Module 6: Data Science Lab
- New Features:
- UV-based virtual environments: UV — a
modern, Rust-based Python package manager — is now used in both the UI and
backend, delivering faster dependency resolution and notebook start-up.
- Delta Sharing: Consume shared Delta
datasets from external providers directly in notebooks, with no duplication.
- Azure Blob connectivity: Native reads and
writes against Azure Blob Storage; required JARs are bundled in the runtime.
- CatBoost and XGBoost support: Native
support in the DS Notebook runtime and in Explainability Dashboards.
- Widgets integration: Inline controls for
parameter tuning, data exploration, and visualization within notebooks.
- Ray Job execution: Run distributed Python
workloads on the platform's Ray infrastructure directly from DS Lab
workspaces.
- BDB Assist Agent (in Notebooks):
AI-guided notebook authoring, code completion, and troubleshooting
recommendations, available alongside UV and Ray within DS Lab.
- Workload Isolation via Kubernetes Taints and Tolerations:
DS Lab orchestration can now schedule notebook and training workloads onto dedicated nodes —
for example, pinning GPU-intensive training to GPU nodes.
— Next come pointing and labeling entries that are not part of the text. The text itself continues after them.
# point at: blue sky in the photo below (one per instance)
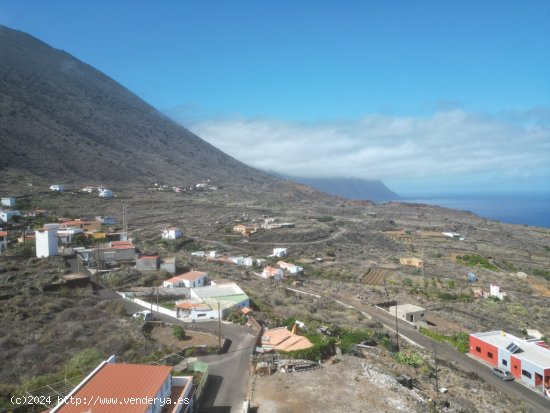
(429, 96)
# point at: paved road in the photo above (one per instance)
(228, 373)
(537, 403)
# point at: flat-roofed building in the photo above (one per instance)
(409, 312)
(527, 360)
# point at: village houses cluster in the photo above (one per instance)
(199, 298)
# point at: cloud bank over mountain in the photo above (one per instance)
(451, 144)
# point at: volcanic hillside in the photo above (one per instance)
(61, 119)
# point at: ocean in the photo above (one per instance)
(525, 209)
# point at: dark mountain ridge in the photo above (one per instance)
(351, 188)
(62, 119)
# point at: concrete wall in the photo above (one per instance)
(485, 349)
(150, 306)
(148, 264)
(46, 243)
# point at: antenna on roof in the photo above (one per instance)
(124, 236)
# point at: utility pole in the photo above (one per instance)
(396, 327)
(436, 377)
(219, 329)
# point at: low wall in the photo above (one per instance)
(149, 306)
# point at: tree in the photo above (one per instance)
(178, 332)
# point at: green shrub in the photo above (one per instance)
(178, 332)
(474, 260)
(409, 358)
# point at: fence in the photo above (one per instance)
(149, 306)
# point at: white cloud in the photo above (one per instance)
(449, 143)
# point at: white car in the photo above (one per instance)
(144, 315)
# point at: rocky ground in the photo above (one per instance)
(369, 385)
(360, 257)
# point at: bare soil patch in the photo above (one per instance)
(163, 335)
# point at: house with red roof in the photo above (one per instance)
(527, 360)
(272, 273)
(190, 279)
(3, 241)
(130, 388)
(172, 233)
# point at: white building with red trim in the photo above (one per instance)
(527, 360)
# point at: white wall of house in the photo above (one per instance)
(279, 252)
(8, 202)
(172, 233)
(6, 216)
(57, 187)
(172, 284)
(3, 244)
(46, 243)
(198, 282)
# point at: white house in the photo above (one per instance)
(144, 388)
(409, 312)
(6, 216)
(105, 193)
(8, 202)
(279, 252)
(190, 279)
(243, 261)
(106, 220)
(66, 235)
(46, 242)
(291, 268)
(172, 233)
(205, 301)
(3, 241)
(494, 291)
(272, 273)
(57, 187)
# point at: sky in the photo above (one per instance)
(427, 96)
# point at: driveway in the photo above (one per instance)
(228, 373)
(536, 402)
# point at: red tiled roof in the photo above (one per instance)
(120, 381)
(123, 247)
(113, 243)
(191, 276)
(173, 280)
(190, 305)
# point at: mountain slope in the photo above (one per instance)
(62, 119)
(351, 188)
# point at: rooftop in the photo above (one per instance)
(192, 275)
(216, 291)
(408, 308)
(149, 257)
(284, 340)
(120, 381)
(528, 350)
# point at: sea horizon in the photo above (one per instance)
(512, 208)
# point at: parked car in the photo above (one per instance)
(503, 374)
(144, 315)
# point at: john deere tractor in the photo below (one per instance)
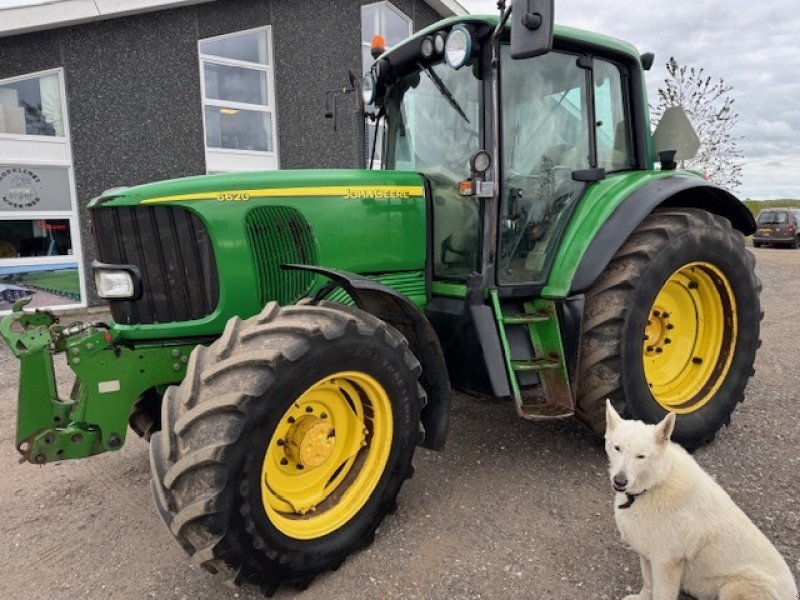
(285, 340)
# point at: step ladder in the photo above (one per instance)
(552, 399)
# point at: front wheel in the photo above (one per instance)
(287, 442)
(672, 325)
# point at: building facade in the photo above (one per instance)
(93, 96)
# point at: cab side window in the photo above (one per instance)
(612, 127)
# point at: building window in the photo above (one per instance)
(381, 18)
(39, 235)
(239, 101)
(32, 106)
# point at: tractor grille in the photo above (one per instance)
(171, 248)
(280, 235)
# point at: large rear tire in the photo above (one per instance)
(287, 442)
(672, 325)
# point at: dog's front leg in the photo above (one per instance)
(647, 582)
(666, 579)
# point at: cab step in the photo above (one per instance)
(552, 398)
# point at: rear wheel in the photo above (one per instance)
(287, 442)
(672, 325)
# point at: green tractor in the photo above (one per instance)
(286, 339)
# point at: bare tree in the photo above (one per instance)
(709, 106)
See Module 5: Jobs for the full description.
- Enhancements:
- Persistent notebook saving — hardened:
Reliable saves across project state transitions; no work is lost in
long-running sessions.
- Notebook UI refinements: Cleaner
navigation, improved cell controls, and greater visual consistency.
- UI logging for critical errors: Frontend
errors are now captured and transmitted for faster diagnosis.
- Angular v16 upgrade: Improved performance
and modernized build tooling.
- Python 3.12 upgrade: Latest language
features and library compatibility.
- PySpark library updates: Azure, GCS, S3,
Kafka, and model-version dependencies updated to the latest supported
versions.
Module 7: Data Agent
- New Features:
- Semantic-layer-grounded agents: Agents
reason over Business Objects, governed metrics, classification tags, and
quality signals — not raw schemas.
- Agent Evaluation Framework: Repeatable
assessment of agent performance, response quality, and behavioral
consistency.
- Data Agent mobile application: Dedicated
iOS and Android client with conversational interaction, platform-standard
secure authentication, push notifications, offline-friendly graceful
handling, and workspace awareness consistent with the web experience.
- Enhancements:
- Design system alignment: The Data Agent
interface has been aligned with the current platform design system.